Fig. 3.. RNAscope in situ hybridization and functional validation on human DRG.

(A) Visualization of Visium gene expression for markers that were used for RNAscope analysis. (B) Percentage of neurons expressing each target compared to the total neuronal population. (C) Size distribution of all target-positive neurons. Gaussian mean in micrometer diameter in parentheses. (D to J) Merged image for the target of interest (green) with a nociceptor marker (magenta) and DAPI (blue) is shown. Scale bars, 50 μm. Inset for each panel shows a blowup of a single neuron. Scale bars, 10 μm. Population distribution of each neuronal marker is shown in the pie chart. (K) The TRPV1 agonist, capsaicin (200 nM), was applied to small-diameter human DRG neurons in vitro causing depolarization (100%) and action potential firing (75%). (L) RNAscope data are summarized from (8) and compared to findings from Visium sequencing. The neuronal cluster for each target is listed. Clusters: 1, proprioceptors; 2, Aβ SA LTMR; 3, Aβ RA LTMR; 4, Aδ LTMR; 5, Aβ nociceptors; 6, TRPM8+ cold nociceptors; 7, Aδ HTMR; 8, PENK+ nociceptors; 9, TRPA1+ nociceptors; 10, putative silent nociceptors; 11, pruritogen receptor enriched; 12, putative C-LTMRs.

Fig. 4.. Sex differences in gene expression within human DRG neuronal populations.

(A) UMAP showing male and female barcodes in all clusters. (B) Venn diagram showing the overlap between the number of DE genes in the overall neuronal population (blue, left) and the overall surrounding population of barcodes (beige, right).
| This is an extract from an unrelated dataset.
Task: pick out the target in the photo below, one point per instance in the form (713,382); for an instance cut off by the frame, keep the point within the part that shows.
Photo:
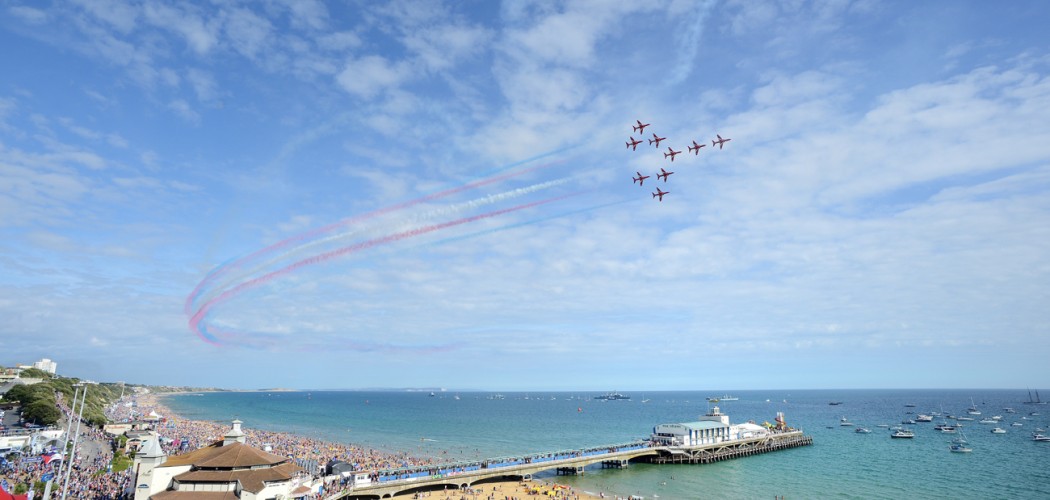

Bar plot shows the number of up-regulated genes per sex after removing genes that were also DE in surrounding barcodes. (C) Venn diagrams show the overlap between the number of DE genes in each neuronal subtype (blue, left) and the respective surrounding population (beige, right). Bar plots show the number of up-regulated genes per sex in each cluster after removing genes that were also DE in the respective surrounding barcodes. (D) Volcano plot shows DE genes in the pruritogen receptor–enriched population after removing DE genes in surrounding barcodes (we highlighted the top 10 genes in each sex ranked by log₂ fold change). Violin plot shows CALCA expression in individual barcodes in males and females within the pruritogen receptor–enriched population. (E) RNAscope for CALCA mRNA colocalized with NPPB, a marker of pruritogen receptor–enriched nociceptors, with quantification of differences in expression between male and female neurons for amount of CALCA expression in the dot plot. Representative image scale bars, 5 μm. DEG, differentially expressed gene. Genes were considered to be DE if FC ≥ 1.33 and adjusted P < 0.05. ****P < 0.0001.

Fig. 5.. Expression of VGNaC channel and GPCR genes in human and mouse datasets.

(A) Dot plots showing the expression of VGNaC channel genes in human spatial transcriptomic (in blue) and mouse single-cell experiments (in red). (B) Dot plots showing the expression of GPCR genes in human spatial transcriptomic (in blue) and mouse single-cell experiments (in red). The size of the dot represents the percentage of barcodes within a cluster, and the color corresponds to the average expression (scaled data) across all barcodes within a cluster for each gene shown. Normalized entropy was used as a measure of “specificity of neuronal subtype”, where a score of 0 means a gene is specific to one neuronal subtype and 1 means that a gene has uniform distribution across neuronal subtypes.

Fig. 6.. Orthologous neuronal populations between human and macaque.

(A to C) Gene modules showing expression patterns of lineage-restricted human DRG neuronal genes that have high dynamic range of expression in macaque DRG neuronal populations (from Smart-seq2). (D) Orthology among neuronal populations based on the hDRG lineage-restricted genes, with strong orthologies indicated with solid lines.